Professor Michael Falser from the Institute of European Art History at Heidelberg University in Germany published a history of Angkor Wat earlier this year titled Angkor Wat: A Transcultural History of Heritage.
The intention of the 1,200-page book, according to Falser, is to shed light on the various iterations of the temple throughout a complicated modern history.
The book has two volumes, Angkor Wat in France: from plaster casts to exhibition in pavilions; and Angkor Wat in Cambodia: from jungle to global icon.
He told The Post that the book intends to analyse the modern period of Angkor Wat as a “global icon of cultural heritage”, a period that spans 150 years from the 19th to 21st centuries and which unfolded as an entangled and shared history between Europe and Asia.
Angkor in France reconceptualises the French-colonial discovery of the temple in the 19th century until its replica exhibitions in Marseille and Paris from 1867 to 1937.
Angkor Wat in Cambodia covers the various on-site restoration efforts inside the Angkor Archaeological Park from 1907 until 1970 and other important historical time frames until today.

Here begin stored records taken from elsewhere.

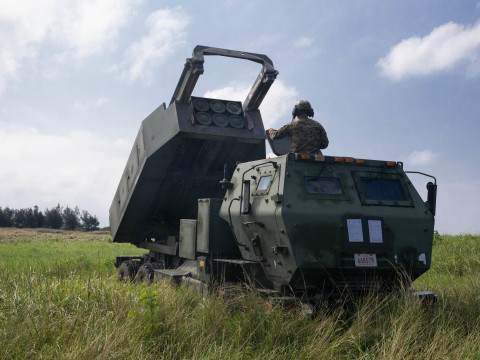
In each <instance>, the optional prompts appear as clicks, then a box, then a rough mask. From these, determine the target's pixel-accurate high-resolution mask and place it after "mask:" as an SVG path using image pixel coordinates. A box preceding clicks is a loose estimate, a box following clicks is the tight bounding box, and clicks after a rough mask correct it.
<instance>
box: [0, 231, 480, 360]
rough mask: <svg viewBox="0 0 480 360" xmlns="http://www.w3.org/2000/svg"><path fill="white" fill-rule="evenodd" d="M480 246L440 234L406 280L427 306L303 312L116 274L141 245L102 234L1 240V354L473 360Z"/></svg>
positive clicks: (31, 355) (478, 320) (27, 355)
mask: <svg viewBox="0 0 480 360" xmlns="http://www.w3.org/2000/svg"><path fill="white" fill-rule="evenodd" d="M47 235H48V236H47ZM479 243H480V237H479V236H471V235H459V236H440V238H439V239H437V240H436V243H435V248H434V260H433V268H432V270H430V271H429V272H428V273H427V274H425V275H424V276H422V277H421V278H420V279H419V280H418V281H417V282H416V283H415V284H414V285H415V287H416V288H418V289H421V290H433V291H435V292H436V293H437V294H439V301H438V303H437V304H436V305H435V306H433V307H429V308H425V307H422V306H421V304H420V303H419V302H418V301H416V300H414V299H412V298H410V297H409V296H407V295H406V294H403V295H400V296H393V295H392V296H389V297H387V298H379V297H375V296H373V295H372V296H371V297H368V298H366V299H362V300H356V301H354V302H353V304H351V306H350V310H349V311H348V312H347V311H346V310H344V307H338V308H324V309H320V311H319V313H318V315H317V316H316V317H315V318H313V319H310V318H306V317H305V316H302V314H301V309H296V308H293V309H292V308H283V307H281V306H273V307H272V306H271V305H270V304H269V303H268V301H266V300H265V299H262V298H259V297H257V296H256V294H254V293H247V294H246V295H245V296H243V297H241V298H239V299H238V300H237V306H235V307H231V306H228V305H225V304H224V303H223V302H222V298H221V295H220V294H211V295H207V296H203V297H202V296H199V295H198V294H196V293H194V292H192V291H190V289H187V288H182V287H180V288H174V287H173V286H172V285H170V284H168V283H166V282H158V283H155V284H153V285H151V286H149V285H146V284H142V283H140V284H139V283H132V284H130V283H121V282H118V281H117V280H116V269H115V268H114V267H113V259H114V258H115V256H116V255H121V254H141V253H142V251H141V250H139V249H136V248H134V247H133V246H131V245H126V244H115V243H112V242H111V240H110V239H109V238H108V237H107V236H106V235H104V234H103V235H98V237H96V238H89V239H86V240H83V239H82V237H81V236H77V235H75V236H72V233H67V232H65V233H58V234H57V235H54V236H52V235H51V234H36V235H34V234H33V233H32V234H31V235H28V236H23V237H18V236H16V237H14V236H12V237H11V238H5V237H4V238H2V239H1V240H0V358H2V359H24V358H27V359H28V358H31V359H39V358H43V359H54V358H55V359H162V358H165V359H477V358H480V325H479V323H480V291H479V290H480V276H479V274H478V260H477V257H478V256H479V255H480V245H479Z"/></svg>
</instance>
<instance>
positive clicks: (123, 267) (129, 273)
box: [118, 260, 137, 281]
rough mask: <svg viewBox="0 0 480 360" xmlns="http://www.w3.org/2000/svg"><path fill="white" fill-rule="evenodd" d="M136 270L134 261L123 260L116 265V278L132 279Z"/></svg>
mask: <svg viewBox="0 0 480 360" xmlns="http://www.w3.org/2000/svg"><path fill="white" fill-rule="evenodd" d="M136 272H137V264H136V263H135V261H132V260H128V261H124V262H122V263H121V264H120V266H119V267H118V280H120V281H132V280H133V279H134V277H135V274H136Z"/></svg>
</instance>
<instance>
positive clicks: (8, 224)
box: [0, 206, 15, 227]
mask: <svg viewBox="0 0 480 360" xmlns="http://www.w3.org/2000/svg"><path fill="white" fill-rule="evenodd" d="M14 215H15V211H14V210H12V209H10V208H9V207H8V206H7V207H6V208H5V209H2V208H1V207H0V227H12V226H13V218H14Z"/></svg>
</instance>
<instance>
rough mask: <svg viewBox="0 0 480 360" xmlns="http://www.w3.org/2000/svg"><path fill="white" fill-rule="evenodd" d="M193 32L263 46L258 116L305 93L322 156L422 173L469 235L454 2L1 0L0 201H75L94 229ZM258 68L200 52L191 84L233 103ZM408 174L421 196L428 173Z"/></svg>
mask: <svg viewBox="0 0 480 360" xmlns="http://www.w3.org/2000/svg"><path fill="white" fill-rule="evenodd" d="M196 45H207V46H212V47H219V48H226V49H233V50H241V51H248V52H253V53H261V54H266V55H267V56H269V57H270V59H272V61H273V63H274V66H275V68H276V69H277V70H278V71H279V75H278V77H277V80H276V81H275V83H274V84H273V85H272V88H271V89H270V91H269V93H268V94H267V96H266V98H265V100H264V102H263V103H262V105H261V106H260V110H261V113H262V117H263V120H264V125H265V128H270V127H273V128H279V127H281V126H282V125H283V124H285V123H287V122H288V121H290V120H291V110H292V107H293V105H294V104H295V103H296V102H297V101H298V100H300V99H308V100H309V101H310V102H311V104H312V106H313V108H314V110H315V117H314V118H315V119H316V120H317V121H319V122H320V123H322V125H323V126H324V127H325V129H326V131H327V134H328V137H329V139H330V145H329V147H328V148H327V149H326V150H325V151H324V154H325V155H336V156H350V157H355V158H366V159H378V160H393V161H402V162H403V163H404V168H405V169H406V170H413V171H421V172H424V173H428V174H431V175H433V176H435V177H436V179H437V183H438V198H437V216H436V225H435V228H436V229H437V230H438V231H439V232H440V233H442V234H443V233H448V234H459V233H474V234H479V233H480V166H479V165H480V162H479V160H478V157H479V154H480V142H479V140H478V138H479V135H480V2H479V1H468V0H465V1H446V0H431V1H427V0H420V1H419V0H393V1H373V0H357V1H348V2H347V1H334V0H324V1H315V0H311V1H304V0H299V1H295V2H293V1H280V0H279V1H262V0H223V1H220V0H211V1H206V2H200V1H194V0H185V1H148V0H130V1H129V0H98V1H95V0H82V1H76V0H16V1H8V0H0V207H5V206H9V207H11V208H17V209H18V208H25V207H33V206H34V205H38V206H39V207H40V209H45V208H51V207H54V206H55V205H56V204H57V203H60V204H61V205H63V206H67V205H68V206H70V207H75V206H78V207H79V208H80V209H85V210H88V211H89V212H90V213H92V214H94V215H96V216H97V217H98V218H99V220H100V225H101V226H108V210H109V207H110V204H111V202H112V199H113V196H114V193H115V190H116V188H117V185H118V182H119V180H120V177H121V174H122V172H123V169H124V166H125V164H126V161H127V158H128V155H129V153H130V150H131V147H132V145H133V142H134V139H135V137H136V135H137V132H138V129H139V127H140V124H141V122H142V120H143V119H144V118H145V117H147V116H148V115H149V114H150V113H151V112H152V111H153V110H155V109H156V108H157V107H158V106H160V105H161V104H162V103H163V102H165V103H167V104H168V103H169V101H170V99H171V96H172V94H173V92H174V90H175V86H176V84H177V81H178V78H179V77H180V74H181V72H182V69H183V65H184V63H185V59H186V58H187V57H191V54H192V50H193V48H194V47H195V46H196ZM259 71H260V67H259V65H258V64H255V63H251V62H245V61H240V60H237V59H228V58H223V57H206V59H205V73H204V75H202V76H201V77H200V80H199V82H198V84H197V87H196V88H195V90H194V92H193V95H195V96H207V97H218V98H226V99H231V100H242V101H243V100H244V98H245V96H246V94H247V92H248V90H249V89H250V87H251V86H252V84H253V82H254V80H255V78H256V76H257V75H258V72H259ZM267 152H269V150H267ZM411 179H412V180H413V182H414V184H415V186H416V188H417V190H418V191H419V193H420V195H422V196H423V198H424V199H426V190H425V185H426V183H427V182H428V181H429V178H426V177H423V176H420V175H411Z"/></svg>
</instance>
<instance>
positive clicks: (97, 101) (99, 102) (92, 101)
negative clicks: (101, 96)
mask: <svg viewBox="0 0 480 360" xmlns="http://www.w3.org/2000/svg"><path fill="white" fill-rule="evenodd" d="M110 101H111V100H110V99H109V98H107V97H100V98H98V99H96V100H93V101H80V100H77V101H75V102H74V103H73V108H74V109H75V110H81V111H84V110H88V109H92V108H94V109H95V108H100V107H102V106H103V105H105V104H108V103H109V102H110Z"/></svg>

The book contains more than 1,400 black-and-white and colour illustrations of historic photographs, architectural plans and media clips covering the multiple lives of Angkor Wat over the 150-year-long period from the 1860s to the 2010s.
Falser said he was trained as a preservation architect and architectural historian. He spent 10 years researching the book as a project leader with the Cluster of Excellence “Asia and Europe in a Global Context”, a research project at Heidelberg University.
While he was studying art history and architecture, he visited Cambodia and Angkor for the first time in the late 1990s when the Kingdom was recovering from civil war.
“I instantly fell in love with Cambodia, its charming people and impressive cultural heritage. However, I also saw that the dramatic history of the 19th and 20th centuries which affected Angkor as a site of religious veneration and cultural heritage until today,” he said.
Falser said everyone knows today some bits and pieces of the French-colonial history such as the exaggerated story of the French “discovery of Angkor Wat in the jungle”.
“It is astonishing that this 150-year-long story on how the site gradually mutated into a truly global icon of cultural heritage was never systematically written down. It is this book that presents this story for the first time in all its depth.
“I hope that people, most importantly the younger Cambodian generation – but also international tourists from Tokyo to San Francisco – will see Angkor Wat differently after reading my book.
“Yes, this architecture is undoubtedly a great masterpiece of Hindu and Buddhist architecture from the 12th century to the 15th century,” he said.
He said the temple was also an aesthetic and physical product of heritage in the 19th and 21st centuries.